2017年7月25日、国立研究開発法人 産業技術総合研究所は、三井造船株式会社と共同で、都市ごみ清掃工場で燃えるごみを処理した際に排出される溶融スラグを原料として高比表面積シリカを製造する技術(以下、同技術)を開発したと発表した。
燃えるごみを焼却処理する清掃工場で発生し、最終処分場に埋められている焼却灰を減らすために、焼却灰を高温で溶融させた後に水中で冷却して「溶融スラグ」とよばれるガラス状固形物として回収し、アスファルト骨材やコンクリート用骨材などとして有効利用されている。
しかしながら、現在は、自治体などの都市ごみ清掃工場から、年間約80万トンもの溶融スラグが発生しており、さらなる有効活用の手段が求められている。

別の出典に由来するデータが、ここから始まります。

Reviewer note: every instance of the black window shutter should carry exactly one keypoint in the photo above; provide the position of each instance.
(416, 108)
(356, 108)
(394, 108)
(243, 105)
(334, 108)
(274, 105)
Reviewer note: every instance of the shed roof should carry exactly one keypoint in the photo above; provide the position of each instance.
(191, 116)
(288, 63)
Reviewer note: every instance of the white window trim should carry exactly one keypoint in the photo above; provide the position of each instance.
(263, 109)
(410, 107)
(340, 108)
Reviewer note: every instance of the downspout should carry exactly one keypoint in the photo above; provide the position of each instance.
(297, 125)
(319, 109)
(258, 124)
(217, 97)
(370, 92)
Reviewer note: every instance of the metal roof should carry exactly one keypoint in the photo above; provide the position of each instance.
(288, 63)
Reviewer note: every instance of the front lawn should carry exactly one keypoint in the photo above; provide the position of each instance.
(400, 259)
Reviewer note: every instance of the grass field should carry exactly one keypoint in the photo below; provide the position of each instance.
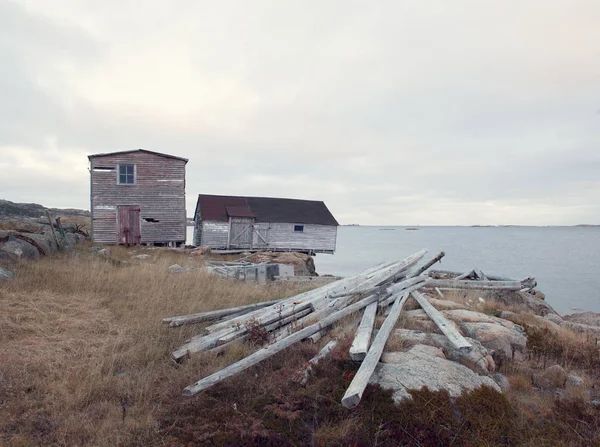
(85, 360)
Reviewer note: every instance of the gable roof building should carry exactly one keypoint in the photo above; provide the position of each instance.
(138, 197)
(264, 223)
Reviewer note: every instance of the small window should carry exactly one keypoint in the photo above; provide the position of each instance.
(126, 176)
(103, 169)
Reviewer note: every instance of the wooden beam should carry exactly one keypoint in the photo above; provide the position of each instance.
(464, 275)
(484, 285)
(273, 349)
(215, 314)
(363, 375)
(405, 286)
(360, 345)
(457, 340)
(324, 352)
(455, 274)
(480, 274)
(438, 258)
(52, 230)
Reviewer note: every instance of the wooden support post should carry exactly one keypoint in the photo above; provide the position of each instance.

現在工業的に広く用いられている高比表面積シリカは、エネルギーを多く消費する工程で製造されているが、同技術は燃えるごみを処理した際の残さを原料として利用しているため、省エネルギー化や、二酸化炭素排出削減への貢献が期待できる。
溶融スラグを、ある条件で酸性の溶液を用いて化学的に処理すると、処理溶液に溶けない白色固体としてシリカ成分が沈降し、これをろ過などにより回収すると、市販されている合成シリカ材料と同等以上で、およそ600平方メートル/gの比表面積のシリカが容易に得られる。
また、ナノメートルサイズの空孔をつくる鋳型となる界面活性剤を共存させた状態で、化学的処理を行って生じる白色固体を550度で焼成すると、規則的なナノメートルサイズの空孔をもつメソポーラスシリカが得られる。
この比表面積は675平方メートル/g、平均細孔径は9.2ナノメートルであった。
(画像はプレスリリースより)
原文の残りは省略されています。